漫画の中とか、はたまた妄想の中・・?くらいかと・・


 

「朝倉さんって、こういうこと言われて嬉しくないの?」

 

「それが不思議なんですけど・・・

もしかして、言われる人にもよるんでしょうか?」

 

「え?それってたとえば、好きな人限定で、とかってこと?」


 

うんうんうん、と激しく頷く


 

「オレたち、つきあってるんだよね?」

 

「お友達でしょ?」

 

「友達から、ってことでつきあってるんだよね?」

 

「既に友達でしょ、って言ったよね?」

 

「え?つきあってないの?」

 

「お友達」

 

「・・・・・・ 助けるんじゃなかった」

 

「え?あっ!!ごめんっ あの時は助かった!!ありがとう!!!」

 

「もしかして・・・ シム社長のこと好きなの?」


 

ボッ

 

突然顔に火が点いたかと思うほど、頬が赤くなるのを感じた


 

「・・・・ マジか!」

 

「いや、あのっ!違うのっ そうじゃなくってー・・なんていうか・・」

 

「ムリでしょ、あの人は・・・」

 

「・・・ だよね」

 

「認めたな?」

 

「あっ//////」



 

認めた、っていうか・・

 

だってだって・・・


 

「違うの、無理だってのは私だってわかってるし、ちょっと・・

今だけっていうか・・・・」


 

「そうだね、今だけにしときなよ。

パーティだって、誰でもよかったんだと思うよ?

もしそれで、ちょっと浮かれちゃってるんだったら・・・

目を覚ました方がいいと思う。

今日、見たでしょ?おばあさま・・・逆らえないよ?

怖いって噂だよ~~?」



 

うっ・・・

おばあさま・・・

確かに・・・


 

「わかってる、わかってるってば!!」


 

パーティだって、誰でもよかったんだってのもー

ちゃんとわかってる


 

「おばあさま、君を見たとき、ありえないって顔してたしね」

 

「・・・・・・・」


 

それは、痛いほど感じた・・・

 

水戸様が写真を私につきつけてきたとき

 

だから、社長の相手が私じゃないってわかったとき

 

ホッとしていらっしゃる感じだった・・・

 

のも、ちゃんとわかってる



 

「ってことを踏まえて、もう一度聞くけど・・・

オレ、友達から昇格させてくれない?」


 

「望月くん、本気で言ってくれてるの?」




 

グラッ


 

あ・・・

 

頭の中で、この人が彼氏だったら・・・

って少しだけ、想像しはじめてしまった


 

「もちろん!・・・オレ、最初から本気だけど?」




 

ちょっと今・・・


 

ときめいてしまったかも






 


 


 


 


 







「社長?・・・連絡してみられたらどうでしょうか?」


 

「いい。
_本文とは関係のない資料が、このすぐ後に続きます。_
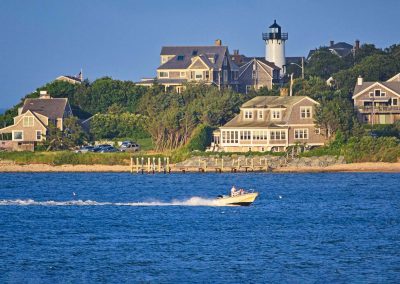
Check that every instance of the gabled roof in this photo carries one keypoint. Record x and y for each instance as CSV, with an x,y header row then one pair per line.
x,y
52,108
267,102
218,52
393,86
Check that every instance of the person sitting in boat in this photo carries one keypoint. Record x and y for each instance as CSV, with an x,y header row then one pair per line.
x,y
233,191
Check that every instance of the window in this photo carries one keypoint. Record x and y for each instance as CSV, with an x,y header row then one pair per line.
x,y
275,114
305,112
18,135
301,133
277,135
199,75
164,74
230,137
245,135
39,135
248,88
248,114
260,135
28,121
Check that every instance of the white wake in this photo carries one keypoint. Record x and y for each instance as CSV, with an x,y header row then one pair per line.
x,y
193,201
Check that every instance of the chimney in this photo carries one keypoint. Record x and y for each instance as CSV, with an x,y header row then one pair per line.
x,y
44,95
357,45
360,80
284,92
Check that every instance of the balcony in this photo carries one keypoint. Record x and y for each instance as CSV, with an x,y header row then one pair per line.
x,y
378,109
267,36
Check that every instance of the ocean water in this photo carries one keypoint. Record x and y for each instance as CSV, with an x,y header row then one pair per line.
x,y
123,228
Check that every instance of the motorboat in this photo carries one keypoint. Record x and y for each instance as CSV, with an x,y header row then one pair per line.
x,y
239,198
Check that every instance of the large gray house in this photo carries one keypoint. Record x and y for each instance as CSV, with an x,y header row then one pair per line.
x,y
211,65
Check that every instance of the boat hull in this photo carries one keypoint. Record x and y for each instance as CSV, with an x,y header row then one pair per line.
x,y
239,200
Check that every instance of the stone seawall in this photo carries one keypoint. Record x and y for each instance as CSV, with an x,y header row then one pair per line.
x,y
255,163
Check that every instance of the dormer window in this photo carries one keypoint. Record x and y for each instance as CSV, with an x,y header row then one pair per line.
x,y
305,112
28,121
275,114
248,114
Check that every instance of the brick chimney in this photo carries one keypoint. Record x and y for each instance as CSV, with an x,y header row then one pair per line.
x,y
360,80
357,45
44,95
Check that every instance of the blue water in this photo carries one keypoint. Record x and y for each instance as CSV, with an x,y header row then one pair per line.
x,y
122,228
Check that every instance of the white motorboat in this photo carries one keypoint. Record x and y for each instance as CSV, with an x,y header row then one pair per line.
x,y
241,198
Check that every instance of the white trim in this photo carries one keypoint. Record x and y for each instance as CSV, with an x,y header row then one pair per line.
x,y
373,86
12,138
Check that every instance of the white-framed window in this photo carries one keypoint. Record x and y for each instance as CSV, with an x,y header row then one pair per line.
x,y
163,74
38,135
248,88
275,114
301,133
260,135
248,114
198,75
245,135
377,93
277,135
305,112
18,135
28,121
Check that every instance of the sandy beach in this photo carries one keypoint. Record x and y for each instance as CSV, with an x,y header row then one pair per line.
x,y
355,167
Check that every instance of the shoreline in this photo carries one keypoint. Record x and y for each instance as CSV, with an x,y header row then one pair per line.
x,y
45,168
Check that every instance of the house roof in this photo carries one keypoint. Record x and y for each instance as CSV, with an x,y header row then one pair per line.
x,y
184,54
393,85
52,108
266,102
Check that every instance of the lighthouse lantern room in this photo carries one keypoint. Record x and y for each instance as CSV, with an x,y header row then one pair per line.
x,y
275,46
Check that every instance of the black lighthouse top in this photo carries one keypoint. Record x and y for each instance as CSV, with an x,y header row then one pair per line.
x,y
275,32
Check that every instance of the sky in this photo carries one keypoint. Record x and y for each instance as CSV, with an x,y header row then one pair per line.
x,y
41,40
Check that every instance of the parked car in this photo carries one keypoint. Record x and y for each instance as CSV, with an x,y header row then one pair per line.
x,y
85,149
109,149
129,146
100,147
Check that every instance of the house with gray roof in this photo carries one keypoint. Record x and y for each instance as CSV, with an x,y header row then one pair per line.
x,y
33,119
211,65
269,123
377,102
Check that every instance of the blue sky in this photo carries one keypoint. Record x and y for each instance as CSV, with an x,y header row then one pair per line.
x,y
40,40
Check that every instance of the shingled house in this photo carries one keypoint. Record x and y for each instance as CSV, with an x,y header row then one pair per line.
x,y
211,65
30,125
267,123
378,102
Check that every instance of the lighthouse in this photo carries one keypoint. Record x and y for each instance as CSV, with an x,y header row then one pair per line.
x,y
275,46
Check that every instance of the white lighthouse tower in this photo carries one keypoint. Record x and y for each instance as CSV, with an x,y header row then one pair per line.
x,y
275,46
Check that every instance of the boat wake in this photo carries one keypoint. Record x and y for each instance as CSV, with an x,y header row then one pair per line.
x,y
193,201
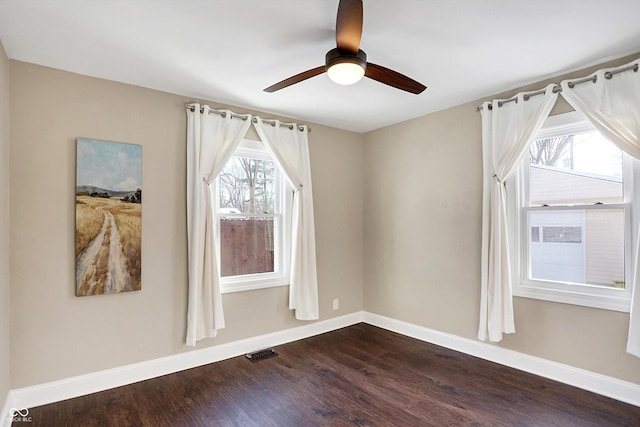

そこまでして用があるわけじゃない。」


 

「ですがもう・・・ この場所に車をお停めしてから、かれこれ1時間はー」


 

「そうだな、確かに・・・ お腹が減ってきた」


 

「は?でしたらー」


 

「大宮。そこのコンビニで何か買ってきてくれ」


 

「・・・・・・・・ 何がよろしいでしょうか?」


 

「なんでもいい。おまえに任せる」


 

「とか言って、絶対なんでもよくありませんよね?」


 

「大宮?」


 

「あっ!!!社長っ!!あそこっ!帰ってきたんじゃー」




 

そんな、車中で騒ぐ2人の視線の先には

 

自宅へと帰ってきた女性と、それを送ってきた男性が・・・。




 


 


 


 


 





 

「結局今日は、私がごちそうになってしまって、ごめんなさい」

 

「そういうときは、ありがとう、って言ってよ」

 

「・・・(//・_・//) 」


 

ほんっと、望月くんてさらっとかっこいいこと言ってくれる

 

私の妄想メモたん用に控えておきたいくらいだわっ


 

言葉を失い、赤くなっていると

 

スッと、メガネを外された

 

「えっー」


 

「これ!・・・明日からやめてもいいんじゃない?

もう、あそこの人たちにもバレちゃったことだし」


 

「返して!それとこれとは、話がー」


 

「一緒だよ、こんなもので何を武装してんの?」


 

・・・ 武装?


 

「そんなんじゃなー」


 

ぐいっ


 

ーー えっ



 

突然、腕を引っ張られてー





 

 

 

 



 

「・・・・ もういい。大宮。車を出せ。帰るぞ」

 

「え?でも社長・・」

 

「早く!」

 

「はいっ・・」




 

・・・・ 何が、ただの同級生だ

 

友達、だと?

 

つきあってない、って言ったな!?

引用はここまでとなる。